Postman argues that those truisms call to our attention the fact that every technology carries its own prejudice, purpose or design with intended and unintended consequences. He explains, “Embedded in every tool is an ideological bias, a predisposition to construct the world as one thing rather than another, to value one thing over another, to amplify one sense or skill or attitude more loudly than another.”

He goes on to state that “new technologies alter the structure of our interests: the things we think about. They alter the character of our symbols: the things we think with. And they alter the nature of community: the arena in which thoughts develop.”

But we are often so blinded by the formative power of technology that we fail to see many of these values and prejudices.

Humanizing Our Machines

One of the primary ways that we see technology, namely AI, shaping us as human beings is through the language we use to describe these machines as well as ourselves. Have you ever noticed how we often refer to the various AI systems we use each day by names like Siri or Alexa? Maybe how without even thinking about it we refer to these systems as “she” or “he”? Or why there seem to be such a push to create “embodied” AI and other versions of these technologies that look, communicate and interact with us as if they are just like us?

Given the language and data processing capabilities of AI, some wonder about when and if these machines will wake up or gain consciousness and awareness. Others may even say that we are creating the next stage of human evolution as we make these machines in ‘our own image’ just as God made us in his image.

The language we use in describing AI and its capabilities is quite revealing about how we see God, ourselves and our neighbor and is contrary to a robust Christian vision of the human person as seen in the doctrine of the imago Dei.

Technology has long had a profound shaping influence on how we understand the question of what it means to be human, and AI has become like rocket fuel poured on that question as we begin to make machines that mimic and imitate what we have long thought was exclusive and uniquely human.

The icon used next to the “reason” feature was a light bulb reminiscent of how we think of human beings in technical terms, like an idea being like a light bulb, our bodies being like computer hardware, our minds processing information like that of software, our blood vessels like wires connecting various parts of our bodies, our faults being like technical glitches or bugs, and even how we might download information into our brains during a meeting or lecture.

Not What We Do, But Who We Are

But despite this dehumanizing language that blurs the distinction between humanity and machines, the Christian tradition reminds us that we are not simply machines or tools. The Scriptures remind us that the value, dignity and exclusivity of humanity isn’t rooted in what we do but who we are as unique image bearers of our creator (Genesis 1:26–28).

God made us in his very image and nothing — not even the most advanced AI systems — will be able to change that status given to us by our Creator. This status is inalterable, unchanging and not based on our capacity, attributes, functions or contributions to others.

Questions of the ethical development and use of AI must be re-centralized on the notion of human dignity as an ontological status driven by the love of God and love of neighbor, which is the summation of the Christian ethic given to us by Jesus himself in Matthew 22:37–39.

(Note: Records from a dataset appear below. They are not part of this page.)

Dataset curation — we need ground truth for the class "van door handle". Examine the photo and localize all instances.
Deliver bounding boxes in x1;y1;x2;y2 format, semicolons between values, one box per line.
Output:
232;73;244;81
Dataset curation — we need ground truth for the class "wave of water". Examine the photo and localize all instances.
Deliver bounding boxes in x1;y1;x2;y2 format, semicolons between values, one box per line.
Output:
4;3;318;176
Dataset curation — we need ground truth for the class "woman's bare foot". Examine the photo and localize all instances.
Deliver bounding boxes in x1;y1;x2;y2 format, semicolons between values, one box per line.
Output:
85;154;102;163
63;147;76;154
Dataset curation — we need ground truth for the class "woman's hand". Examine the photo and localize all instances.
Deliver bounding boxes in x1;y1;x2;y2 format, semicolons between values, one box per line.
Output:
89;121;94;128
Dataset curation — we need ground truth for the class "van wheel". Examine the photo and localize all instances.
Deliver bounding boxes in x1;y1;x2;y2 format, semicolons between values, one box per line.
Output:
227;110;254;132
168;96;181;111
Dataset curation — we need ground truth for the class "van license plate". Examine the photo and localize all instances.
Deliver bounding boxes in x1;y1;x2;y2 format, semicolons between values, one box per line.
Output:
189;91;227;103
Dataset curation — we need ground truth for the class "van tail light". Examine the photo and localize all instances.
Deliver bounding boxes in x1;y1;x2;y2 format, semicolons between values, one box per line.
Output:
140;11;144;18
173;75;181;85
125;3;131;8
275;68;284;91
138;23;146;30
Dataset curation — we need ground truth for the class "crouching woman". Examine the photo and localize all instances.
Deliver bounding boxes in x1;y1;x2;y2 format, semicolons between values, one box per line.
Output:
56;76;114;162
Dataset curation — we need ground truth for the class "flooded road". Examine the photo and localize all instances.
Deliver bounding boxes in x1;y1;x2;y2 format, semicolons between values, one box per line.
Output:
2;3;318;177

Until we begin to see how these technologies shape every aspect of our lives, including how we understand what it means to be human, we will fail to understand just how far reaching and life-altering these technologies are and will be in our technological society.

The message the Church must emphasize in this age is: You are not a machine, and our machines are not truly like us either. God has made you wholly unique and set apart, not based on what you do but who you are as an image bearer of the Almighty God.